What is a preprocessor directive?

a preprocessor directive is a command by the user to the compiler to include something
ex- #include
(#include) is a preprocessor directive
() is the library which the compiler is commanded to include.

A Preprocessor directive is special code that gets parsed by a preprocessor before compiling. It performs various functions.

#include for instance, grabs the body of a .h file and copies it into the top (where you should be declaring your include statements) of your code. This lets your compiler compile and link to code defined elsewhere in a library.

It can also perform simple if/else statements. For instance, in each .h file you include, it should start with.

#ifndef HEADER_FILE_NAME
#define HEADER_FILE_NAME
code here
#endif

What this does is it checks for the declaration of a preprocessor variable named. HEADER_FILE_NAME, which should be the name of our header file in all caps and underscores for spaces. If it does not detect that variable then it declares it, and then includes the rest of the code up to the #endif

This is useful for complicated projects that might have many different includes, that could potentially call on the same file. This ensures it only gets included once.

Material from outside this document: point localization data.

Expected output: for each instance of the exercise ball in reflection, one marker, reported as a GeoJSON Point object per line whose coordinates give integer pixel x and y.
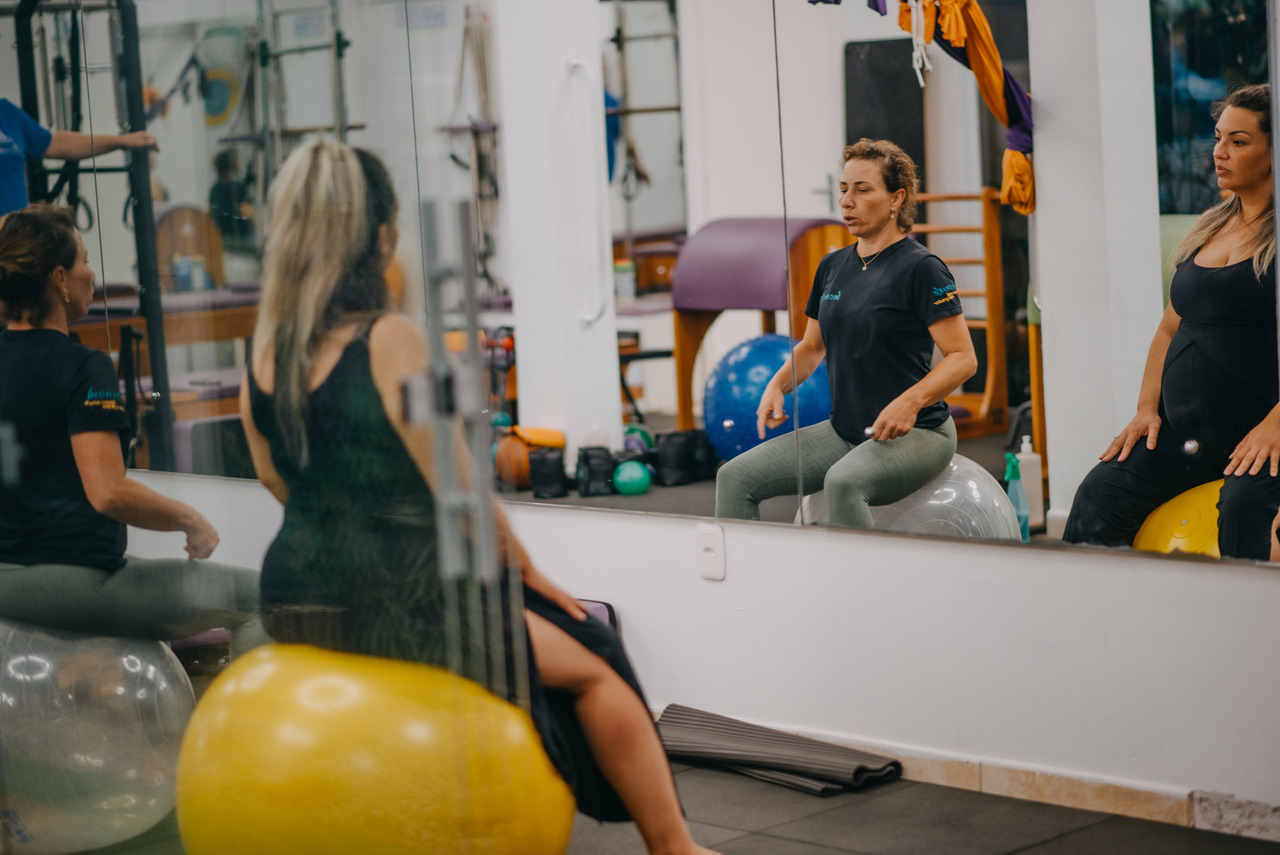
{"type": "Point", "coordinates": [1187, 522]}
{"type": "Point", "coordinates": [963, 502]}
{"type": "Point", "coordinates": [90, 730]}
{"type": "Point", "coordinates": [734, 393]}
{"type": "Point", "coordinates": [297, 749]}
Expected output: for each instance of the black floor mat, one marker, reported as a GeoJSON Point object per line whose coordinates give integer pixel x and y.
{"type": "Point", "coordinates": [798, 762]}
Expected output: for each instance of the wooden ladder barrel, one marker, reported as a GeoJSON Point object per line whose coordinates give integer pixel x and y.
{"type": "Point", "coordinates": [987, 410]}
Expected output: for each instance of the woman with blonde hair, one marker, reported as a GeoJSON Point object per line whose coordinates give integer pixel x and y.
{"type": "Point", "coordinates": [1208, 401]}
{"type": "Point", "coordinates": [359, 545]}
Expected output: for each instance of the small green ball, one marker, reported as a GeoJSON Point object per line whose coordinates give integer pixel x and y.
{"type": "Point", "coordinates": [641, 433]}
{"type": "Point", "coordinates": [631, 478]}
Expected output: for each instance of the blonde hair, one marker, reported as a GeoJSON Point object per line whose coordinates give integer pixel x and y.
{"type": "Point", "coordinates": [1262, 245]}
{"type": "Point", "coordinates": [320, 264]}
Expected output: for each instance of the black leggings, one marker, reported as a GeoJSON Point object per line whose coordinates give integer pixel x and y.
{"type": "Point", "coordinates": [1115, 498]}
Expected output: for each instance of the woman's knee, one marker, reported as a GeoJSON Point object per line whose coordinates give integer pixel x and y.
{"type": "Point", "coordinates": [842, 485]}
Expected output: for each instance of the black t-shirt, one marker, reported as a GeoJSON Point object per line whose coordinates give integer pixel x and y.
{"type": "Point", "coordinates": [876, 327]}
{"type": "Point", "coordinates": [50, 389]}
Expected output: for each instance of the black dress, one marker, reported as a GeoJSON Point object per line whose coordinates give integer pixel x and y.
{"type": "Point", "coordinates": [1217, 383]}
{"type": "Point", "coordinates": [359, 547]}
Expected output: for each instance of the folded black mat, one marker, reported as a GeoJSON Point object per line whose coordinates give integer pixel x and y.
{"type": "Point", "coordinates": [799, 762]}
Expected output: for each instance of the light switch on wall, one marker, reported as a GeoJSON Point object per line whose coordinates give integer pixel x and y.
{"type": "Point", "coordinates": [711, 551]}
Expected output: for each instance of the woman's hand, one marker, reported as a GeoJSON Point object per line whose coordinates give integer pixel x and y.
{"type": "Point", "coordinates": [769, 414]}
{"type": "Point", "coordinates": [895, 420]}
{"type": "Point", "coordinates": [533, 577]}
{"type": "Point", "coordinates": [201, 538]}
{"type": "Point", "coordinates": [1275, 539]}
{"type": "Point", "coordinates": [1144, 424]}
{"type": "Point", "coordinates": [1257, 448]}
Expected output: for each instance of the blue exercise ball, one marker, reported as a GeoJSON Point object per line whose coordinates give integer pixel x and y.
{"type": "Point", "coordinates": [735, 388]}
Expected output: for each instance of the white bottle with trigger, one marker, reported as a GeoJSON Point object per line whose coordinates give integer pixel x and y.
{"type": "Point", "coordinates": [1033, 484]}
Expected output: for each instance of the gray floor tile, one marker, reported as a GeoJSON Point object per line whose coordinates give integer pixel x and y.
{"type": "Point", "coordinates": [592, 837]}
{"type": "Point", "coordinates": [1124, 835]}
{"type": "Point", "coordinates": [931, 819]}
{"type": "Point", "coordinates": [769, 845]}
{"type": "Point", "coordinates": [732, 800]}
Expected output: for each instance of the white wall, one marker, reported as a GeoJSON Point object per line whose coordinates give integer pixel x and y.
{"type": "Point", "coordinates": [1096, 228]}
{"type": "Point", "coordinates": [548, 77]}
{"type": "Point", "coordinates": [1121, 668]}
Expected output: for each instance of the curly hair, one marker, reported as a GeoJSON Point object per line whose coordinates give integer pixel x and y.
{"type": "Point", "coordinates": [33, 242]}
{"type": "Point", "coordinates": [897, 169]}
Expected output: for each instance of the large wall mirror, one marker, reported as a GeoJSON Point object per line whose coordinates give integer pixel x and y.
{"type": "Point", "coordinates": [695, 140]}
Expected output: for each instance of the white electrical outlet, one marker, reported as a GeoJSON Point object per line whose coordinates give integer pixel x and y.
{"type": "Point", "coordinates": [711, 551]}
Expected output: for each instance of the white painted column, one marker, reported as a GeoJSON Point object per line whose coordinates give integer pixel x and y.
{"type": "Point", "coordinates": [554, 214]}
{"type": "Point", "coordinates": [1096, 229]}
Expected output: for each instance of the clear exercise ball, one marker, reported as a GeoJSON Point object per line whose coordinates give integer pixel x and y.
{"type": "Point", "coordinates": [90, 730]}
{"type": "Point", "coordinates": [963, 502]}
{"type": "Point", "coordinates": [296, 749]}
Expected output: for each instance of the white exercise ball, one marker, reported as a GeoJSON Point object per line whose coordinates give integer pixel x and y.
{"type": "Point", "coordinates": [964, 501]}
{"type": "Point", "coordinates": [90, 730]}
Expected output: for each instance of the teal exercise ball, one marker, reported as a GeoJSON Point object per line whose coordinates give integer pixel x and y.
{"type": "Point", "coordinates": [631, 478]}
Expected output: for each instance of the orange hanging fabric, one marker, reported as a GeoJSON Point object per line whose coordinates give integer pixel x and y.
{"type": "Point", "coordinates": [964, 27]}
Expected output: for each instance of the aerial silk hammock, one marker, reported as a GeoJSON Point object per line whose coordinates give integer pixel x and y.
{"type": "Point", "coordinates": [961, 31]}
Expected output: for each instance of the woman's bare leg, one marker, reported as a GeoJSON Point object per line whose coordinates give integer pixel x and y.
{"type": "Point", "coordinates": [621, 735]}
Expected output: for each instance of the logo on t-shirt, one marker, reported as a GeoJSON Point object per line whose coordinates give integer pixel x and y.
{"type": "Point", "coordinates": [944, 293]}
{"type": "Point", "coordinates": [105, 399]}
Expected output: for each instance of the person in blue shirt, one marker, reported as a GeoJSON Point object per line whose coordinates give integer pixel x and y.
{"type": "Point", "coordinates": [23, 138]}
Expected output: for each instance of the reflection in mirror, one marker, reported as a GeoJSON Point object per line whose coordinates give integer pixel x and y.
{"type": "Point", "coordinates": [680, 145]}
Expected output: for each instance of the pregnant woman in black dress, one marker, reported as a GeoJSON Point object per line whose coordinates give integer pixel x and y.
{"type": "Point", "coordinates": [356, 563]}
{"type": "Point", "coordinates": [1208, 396]}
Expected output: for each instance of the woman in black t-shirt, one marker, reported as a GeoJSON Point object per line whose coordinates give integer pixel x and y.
{"type": "Point", "coordinates": [1208, 399]}
{"type": "Point", "coordinates": [64, 495]}
{"type": "Point", "coordinates": [880, 307]}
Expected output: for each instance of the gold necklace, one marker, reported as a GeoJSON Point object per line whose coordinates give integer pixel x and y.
{"type": "Point", "coordinates": [867, 261]}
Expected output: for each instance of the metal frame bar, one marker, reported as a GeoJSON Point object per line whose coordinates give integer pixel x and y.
{"type": "Point", "coordinates": [1274, 76]}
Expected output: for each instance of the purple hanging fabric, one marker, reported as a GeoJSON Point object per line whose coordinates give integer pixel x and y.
{"type": "Point", "coordinates": [1018, 104]}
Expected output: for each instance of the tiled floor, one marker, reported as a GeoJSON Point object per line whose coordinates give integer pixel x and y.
{"type": "Point", "coordinates": [739, 815]}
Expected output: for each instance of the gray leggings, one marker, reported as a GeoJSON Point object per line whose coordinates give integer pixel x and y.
{"type": "Point", "coordinates": [149, 598]}
{"type": "Point", "coordinates": [853, 476]}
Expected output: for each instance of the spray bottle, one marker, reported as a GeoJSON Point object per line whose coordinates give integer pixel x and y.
{"type": "Point", "coordinates": [1033, 483]}
{"type": "Point", "coordinates": [1016, 495]}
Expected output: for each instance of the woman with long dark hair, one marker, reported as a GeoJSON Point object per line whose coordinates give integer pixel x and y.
{"type": "Point", "coordinates": [1208, 401]}
{"type": "Point", "coordinates": [356, 565]}
{"type": "Point", "coordinates": [65, 504]}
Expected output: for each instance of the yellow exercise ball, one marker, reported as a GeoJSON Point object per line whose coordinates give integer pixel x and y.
{"type": "Point", "coordinates": [1187, 522]}
{"type": "Point", "coordinates": [296, 749]}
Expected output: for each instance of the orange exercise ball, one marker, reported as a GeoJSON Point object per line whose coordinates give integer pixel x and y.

Also, you can define macros, which are basically glorified search/replace statements that your preprocessor runs.

For instance:
#define AND &&
Will look through your code for the word AND in all caps, and replace it with &&, allowing you to maybe make your code a little bit more readable

You can combine them together.

For instance:

#ifdef DEBUG
#define MAX(a,b) (a < b) ? b : a
#else
#define MAX(a,b)
#endif

This allows you to call a macro, MAX from anywhere in your code. But only if you define DEBUG does it actually print out the code of the macro. If it’s not defined then it prints nothing.

There’s also a similar function called #undef to clear a defined variable. And there’s also an #else and #elif directive that works much like you’d think.